Lyra – the main character – lives in a fantasy world that is very much like our own world, but with subtle differences. The most striking difference that we learn about, right from the get-go, is that every human in this world is paired with a “Daemon.” A daemon is a sort of spirit animal which represents the inner character of the person. This one little shock is interesting and easy to deal with. The story begins in Oxford, England at a large and prestigious university. Other than the daemons, the world is at first no different from our own.

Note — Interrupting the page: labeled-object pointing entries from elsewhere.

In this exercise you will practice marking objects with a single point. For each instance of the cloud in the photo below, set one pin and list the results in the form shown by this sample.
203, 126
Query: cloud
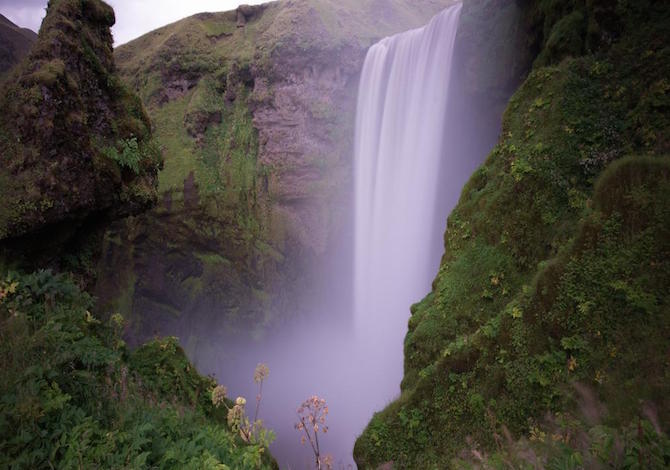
133, 17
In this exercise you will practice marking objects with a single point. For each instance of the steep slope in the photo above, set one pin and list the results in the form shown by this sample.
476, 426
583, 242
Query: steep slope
76, 153
15, 42
254, 109
548, 320
75, 144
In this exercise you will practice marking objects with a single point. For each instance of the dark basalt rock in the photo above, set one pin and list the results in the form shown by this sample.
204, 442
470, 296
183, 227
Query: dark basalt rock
63, 111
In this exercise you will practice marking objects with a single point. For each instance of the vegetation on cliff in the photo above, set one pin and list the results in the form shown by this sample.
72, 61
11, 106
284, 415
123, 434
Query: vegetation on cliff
77, 152
15, 43
75, 143
548, 320
73, 396
254, 110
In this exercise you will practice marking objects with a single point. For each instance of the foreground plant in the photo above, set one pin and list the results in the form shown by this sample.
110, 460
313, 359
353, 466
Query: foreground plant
312, 415
252, 432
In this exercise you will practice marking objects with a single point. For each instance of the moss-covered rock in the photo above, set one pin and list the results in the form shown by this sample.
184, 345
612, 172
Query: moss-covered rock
73, 396
254, 109
15, 42
75, 143
555, 266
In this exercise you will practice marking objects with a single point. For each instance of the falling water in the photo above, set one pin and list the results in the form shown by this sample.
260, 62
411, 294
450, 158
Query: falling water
403, 108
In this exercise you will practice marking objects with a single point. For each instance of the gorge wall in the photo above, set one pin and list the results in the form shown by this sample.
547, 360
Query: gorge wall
535, 346
254, 110
15, 43
75, 144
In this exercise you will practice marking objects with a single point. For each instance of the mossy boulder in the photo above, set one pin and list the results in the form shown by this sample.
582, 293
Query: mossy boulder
15, 42
75, 143
551, 298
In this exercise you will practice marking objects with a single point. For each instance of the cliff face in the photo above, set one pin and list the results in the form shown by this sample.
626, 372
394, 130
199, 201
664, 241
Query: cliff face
545, 336
254, 109
75, 144
75, 152
15, 42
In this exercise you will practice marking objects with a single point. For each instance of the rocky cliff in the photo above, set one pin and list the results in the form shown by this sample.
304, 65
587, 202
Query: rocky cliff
75, 153
75, 143
544, 341
15, 42
254, 109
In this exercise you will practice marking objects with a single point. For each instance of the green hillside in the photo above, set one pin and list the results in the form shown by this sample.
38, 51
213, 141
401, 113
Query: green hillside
545, 338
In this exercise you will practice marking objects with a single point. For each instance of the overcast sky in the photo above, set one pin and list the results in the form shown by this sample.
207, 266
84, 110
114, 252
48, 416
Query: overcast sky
133, 17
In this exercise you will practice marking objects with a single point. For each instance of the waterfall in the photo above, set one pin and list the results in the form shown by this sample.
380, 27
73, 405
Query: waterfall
400, 152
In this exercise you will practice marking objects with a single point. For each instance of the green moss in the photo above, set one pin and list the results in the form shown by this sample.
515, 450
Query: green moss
555, 263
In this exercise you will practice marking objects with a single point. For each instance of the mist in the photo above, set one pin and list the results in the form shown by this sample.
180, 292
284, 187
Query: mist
411, 158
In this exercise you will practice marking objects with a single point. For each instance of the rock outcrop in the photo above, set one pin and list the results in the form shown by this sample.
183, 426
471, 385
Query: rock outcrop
15, 42
256, 108
74, 141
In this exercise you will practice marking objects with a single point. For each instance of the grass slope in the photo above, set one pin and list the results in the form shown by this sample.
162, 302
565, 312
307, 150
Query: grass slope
73, 396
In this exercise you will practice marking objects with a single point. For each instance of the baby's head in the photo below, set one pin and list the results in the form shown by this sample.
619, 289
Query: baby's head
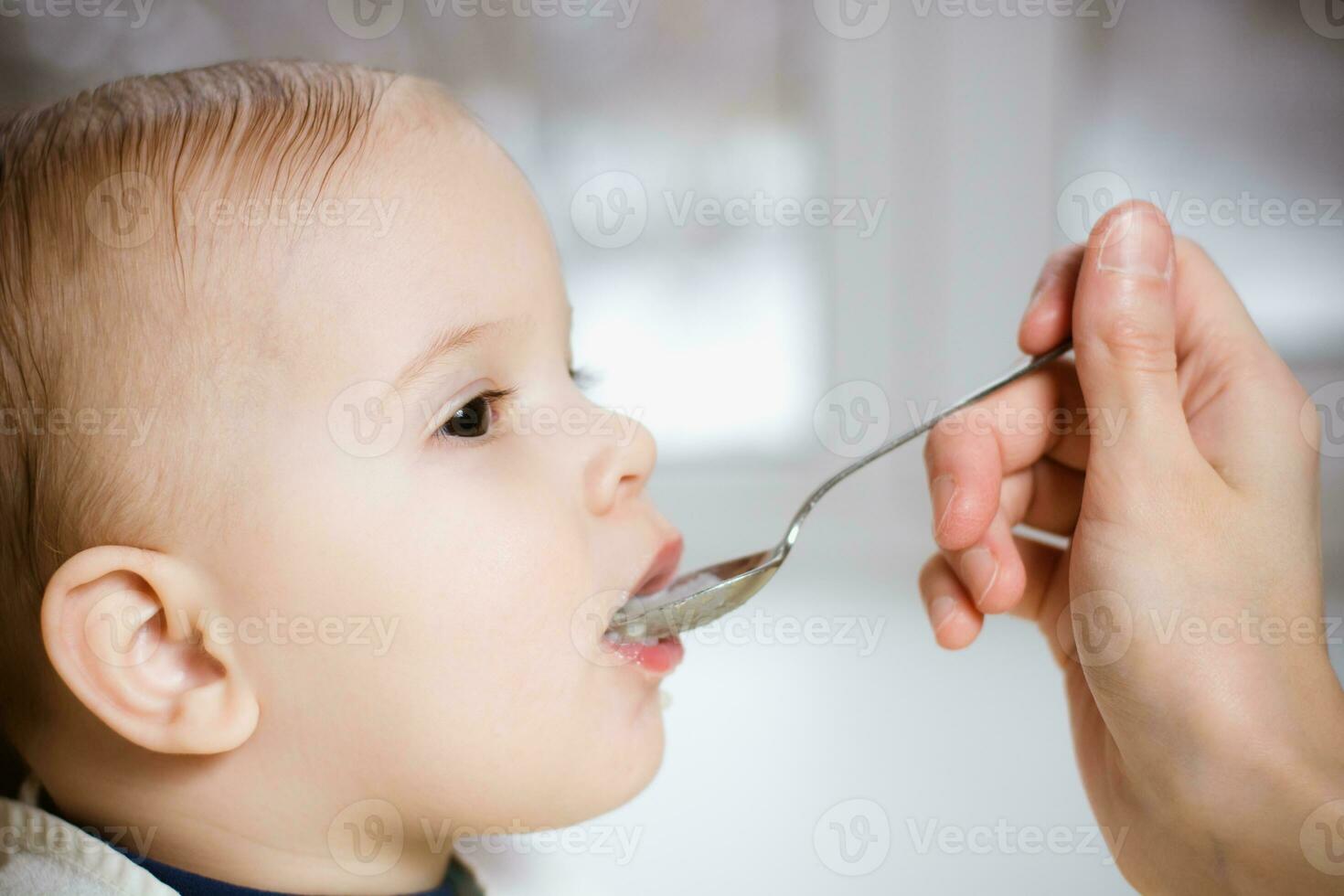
300, 503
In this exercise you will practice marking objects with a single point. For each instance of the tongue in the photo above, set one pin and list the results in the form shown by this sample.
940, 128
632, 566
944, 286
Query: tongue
655, 657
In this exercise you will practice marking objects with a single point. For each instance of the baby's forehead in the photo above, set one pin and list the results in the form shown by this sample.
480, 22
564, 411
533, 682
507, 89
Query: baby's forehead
433, 228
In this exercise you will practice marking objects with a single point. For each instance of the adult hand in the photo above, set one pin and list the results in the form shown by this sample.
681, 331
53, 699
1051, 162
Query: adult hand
1179, 455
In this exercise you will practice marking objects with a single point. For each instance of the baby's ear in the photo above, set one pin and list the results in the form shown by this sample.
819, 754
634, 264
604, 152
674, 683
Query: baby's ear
128, 630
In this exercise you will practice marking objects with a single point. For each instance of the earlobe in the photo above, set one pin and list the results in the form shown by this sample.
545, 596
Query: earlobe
126, 630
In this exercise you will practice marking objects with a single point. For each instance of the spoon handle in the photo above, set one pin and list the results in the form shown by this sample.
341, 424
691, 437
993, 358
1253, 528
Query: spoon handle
1011, 377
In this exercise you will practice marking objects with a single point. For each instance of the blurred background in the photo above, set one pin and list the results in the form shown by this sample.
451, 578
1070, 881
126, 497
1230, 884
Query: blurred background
788, 229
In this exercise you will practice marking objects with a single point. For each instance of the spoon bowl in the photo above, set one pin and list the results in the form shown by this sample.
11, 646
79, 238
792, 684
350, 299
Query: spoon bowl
687, 603
702, 597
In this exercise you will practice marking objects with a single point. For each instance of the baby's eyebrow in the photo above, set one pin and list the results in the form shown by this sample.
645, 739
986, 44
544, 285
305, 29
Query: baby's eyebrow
448, 341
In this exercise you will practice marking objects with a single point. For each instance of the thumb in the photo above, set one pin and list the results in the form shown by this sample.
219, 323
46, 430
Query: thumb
1125, 338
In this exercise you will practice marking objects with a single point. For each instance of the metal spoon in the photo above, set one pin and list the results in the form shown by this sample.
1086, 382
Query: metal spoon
680, 609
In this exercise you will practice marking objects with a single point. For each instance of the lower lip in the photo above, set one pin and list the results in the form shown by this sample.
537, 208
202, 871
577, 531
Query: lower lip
659, 658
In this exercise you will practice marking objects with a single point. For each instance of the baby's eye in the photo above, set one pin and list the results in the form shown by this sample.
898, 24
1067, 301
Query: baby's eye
474, 420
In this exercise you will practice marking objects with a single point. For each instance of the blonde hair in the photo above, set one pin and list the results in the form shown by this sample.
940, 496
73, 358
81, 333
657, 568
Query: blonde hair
97, 275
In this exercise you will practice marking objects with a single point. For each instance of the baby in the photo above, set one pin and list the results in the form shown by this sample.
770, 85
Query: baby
296, 581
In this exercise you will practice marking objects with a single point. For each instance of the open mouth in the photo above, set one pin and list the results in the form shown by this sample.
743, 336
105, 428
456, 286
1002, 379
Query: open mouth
657, 656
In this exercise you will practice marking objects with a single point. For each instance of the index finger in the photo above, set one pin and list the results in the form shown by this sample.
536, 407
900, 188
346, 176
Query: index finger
969, 453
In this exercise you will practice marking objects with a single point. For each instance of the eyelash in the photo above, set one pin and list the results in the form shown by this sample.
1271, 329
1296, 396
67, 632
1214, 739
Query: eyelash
582, 377
494, 400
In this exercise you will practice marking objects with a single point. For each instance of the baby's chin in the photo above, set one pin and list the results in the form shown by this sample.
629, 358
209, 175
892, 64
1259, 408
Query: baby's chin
629, 769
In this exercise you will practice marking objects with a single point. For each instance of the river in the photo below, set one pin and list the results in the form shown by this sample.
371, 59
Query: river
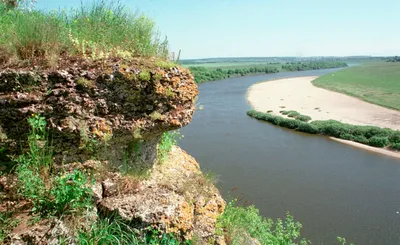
331, 188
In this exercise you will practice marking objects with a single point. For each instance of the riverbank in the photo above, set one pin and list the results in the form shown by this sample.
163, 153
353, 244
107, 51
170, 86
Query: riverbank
300, 95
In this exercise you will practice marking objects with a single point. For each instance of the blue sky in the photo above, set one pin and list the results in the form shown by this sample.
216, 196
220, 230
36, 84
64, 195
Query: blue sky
259, 28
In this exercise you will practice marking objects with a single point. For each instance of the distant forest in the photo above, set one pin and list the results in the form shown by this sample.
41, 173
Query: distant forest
202, 74
394, 59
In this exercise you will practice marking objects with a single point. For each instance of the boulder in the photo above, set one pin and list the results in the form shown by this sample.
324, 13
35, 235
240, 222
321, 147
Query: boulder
114, 109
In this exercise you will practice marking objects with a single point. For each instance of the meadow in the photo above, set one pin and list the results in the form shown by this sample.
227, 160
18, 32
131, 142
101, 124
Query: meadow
375, 82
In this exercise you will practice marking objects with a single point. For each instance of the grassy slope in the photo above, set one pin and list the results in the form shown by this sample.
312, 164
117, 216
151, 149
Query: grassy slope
230, 65
377, 82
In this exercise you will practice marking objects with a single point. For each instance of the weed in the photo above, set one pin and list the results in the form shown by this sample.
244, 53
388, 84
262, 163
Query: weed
71, 193
83, 82
168, 140
238, 223
369, 135
101, 30
144, 76
49, 196
116, 231
7, 223
343, 241
165, 64
296, 115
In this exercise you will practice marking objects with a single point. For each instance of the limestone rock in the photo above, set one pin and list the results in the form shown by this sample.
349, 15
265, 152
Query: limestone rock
176, 198
93, 108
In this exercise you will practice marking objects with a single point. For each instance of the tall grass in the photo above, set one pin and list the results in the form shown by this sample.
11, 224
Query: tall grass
101, 30
369, 135
241, 223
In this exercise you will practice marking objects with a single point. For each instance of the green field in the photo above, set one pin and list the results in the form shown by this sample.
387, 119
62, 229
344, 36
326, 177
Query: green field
234, 65
377, 82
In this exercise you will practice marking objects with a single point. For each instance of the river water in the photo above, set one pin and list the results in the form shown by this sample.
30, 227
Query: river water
331, 188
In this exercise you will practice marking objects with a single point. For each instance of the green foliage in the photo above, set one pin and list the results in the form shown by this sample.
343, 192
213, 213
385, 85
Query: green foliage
168, 140
101, 30
303, 118
165, 64
202, 74
394, 146
343, 241
145, 76
296, 115
378, 141
369, 135
107, 231
67, 193
71, 193
314, 65
238, 223
375, 82
7, 223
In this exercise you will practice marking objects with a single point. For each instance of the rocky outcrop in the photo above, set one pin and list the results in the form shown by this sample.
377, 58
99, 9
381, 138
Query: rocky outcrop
114, 109
176, 198
115, 112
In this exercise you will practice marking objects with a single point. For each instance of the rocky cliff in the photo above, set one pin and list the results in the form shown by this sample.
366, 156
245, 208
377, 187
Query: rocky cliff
102, 116
112, 106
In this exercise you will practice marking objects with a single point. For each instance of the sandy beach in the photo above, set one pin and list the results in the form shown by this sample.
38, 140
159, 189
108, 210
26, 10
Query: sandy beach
301, 95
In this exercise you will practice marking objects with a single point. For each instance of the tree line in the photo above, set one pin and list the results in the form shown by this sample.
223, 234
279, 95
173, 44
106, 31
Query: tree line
394, 59
202, 74
314, 65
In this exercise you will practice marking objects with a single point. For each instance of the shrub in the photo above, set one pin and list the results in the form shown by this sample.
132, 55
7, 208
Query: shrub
145, 76
307, 128
394, 146
238, 223
71, 193
331, 128
374, 136
378, 141
361, 139
395, 137
289, 123
116, 231
101, 30
168, 140
54, 196
303, 118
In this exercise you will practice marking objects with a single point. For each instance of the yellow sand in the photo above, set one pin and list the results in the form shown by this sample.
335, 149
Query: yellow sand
300, 95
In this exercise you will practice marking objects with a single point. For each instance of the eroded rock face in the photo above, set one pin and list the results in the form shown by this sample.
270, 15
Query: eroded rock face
176, 198
114, 109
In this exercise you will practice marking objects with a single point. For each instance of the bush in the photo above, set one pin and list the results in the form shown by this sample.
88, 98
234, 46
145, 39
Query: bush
307, 128
395, 137
116, 231
394, 146
361, 139
289, 123
369, 135
303, 118
378, 141
71, 193
238, 223
100, 30
168, 140
49, 195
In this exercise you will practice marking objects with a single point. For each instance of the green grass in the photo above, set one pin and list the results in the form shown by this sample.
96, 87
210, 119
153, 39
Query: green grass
369, 135
50, 193
238, 223
377, 82
296, 115
101, 30
234, 65
115, 231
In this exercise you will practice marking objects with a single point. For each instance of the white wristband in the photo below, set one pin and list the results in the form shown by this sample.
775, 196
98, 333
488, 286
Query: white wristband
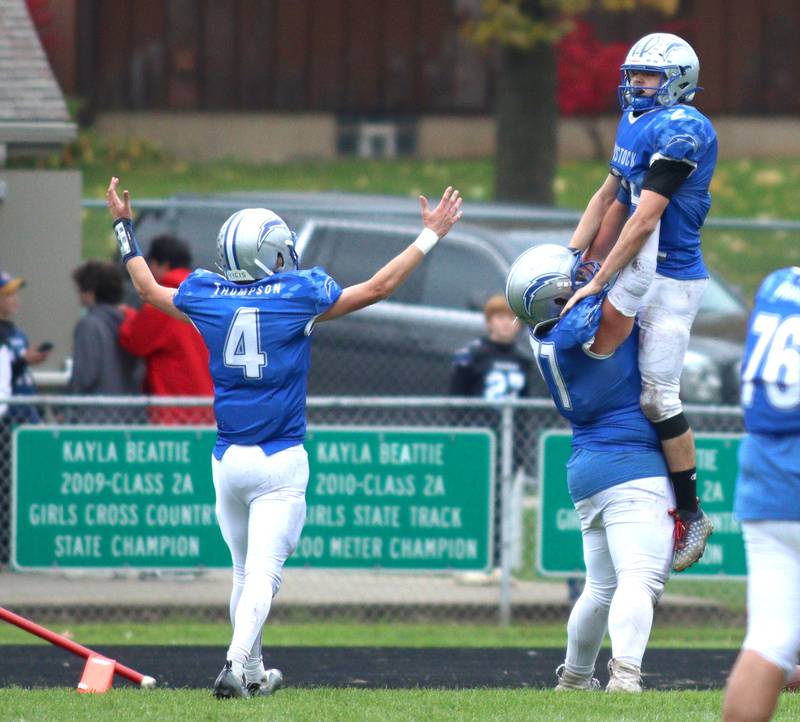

Before the book is over, we’ll meet talking bears and witches, and we’ll travel to other universes in the sky. But we don’t get hit with all that craziness right of the bat, we get gently eased into it.

2) The Hook:

The book starts off brilliantly. Lyra is sneaking around in the ancient, storied rooms of the university when suddenly she is forced to hide in a closet, and ends up witnessing a “secret” assassination attempt.

The first chapter is pretty long and it’s super exciting. The second chapter is boring, and full of backstory about Lyra’s life, about the university, and blah blah blah. But now the author has me hooked, I’m invested in the story because of the exciting first chapter, and I’m willing to suffer through some necessary explanations until the excitement of the story resumes.

3) The Hero’s Journey:

I’m a big fan of Joseph Campbell and his ideas about “The Hero’s Journey.” I was immediately interested in Lyra, the protagonist of this book, to see how she would undergo the transformations of a hero. Here are just a few ways that I recognized and appreciated Lyra becoming a hero.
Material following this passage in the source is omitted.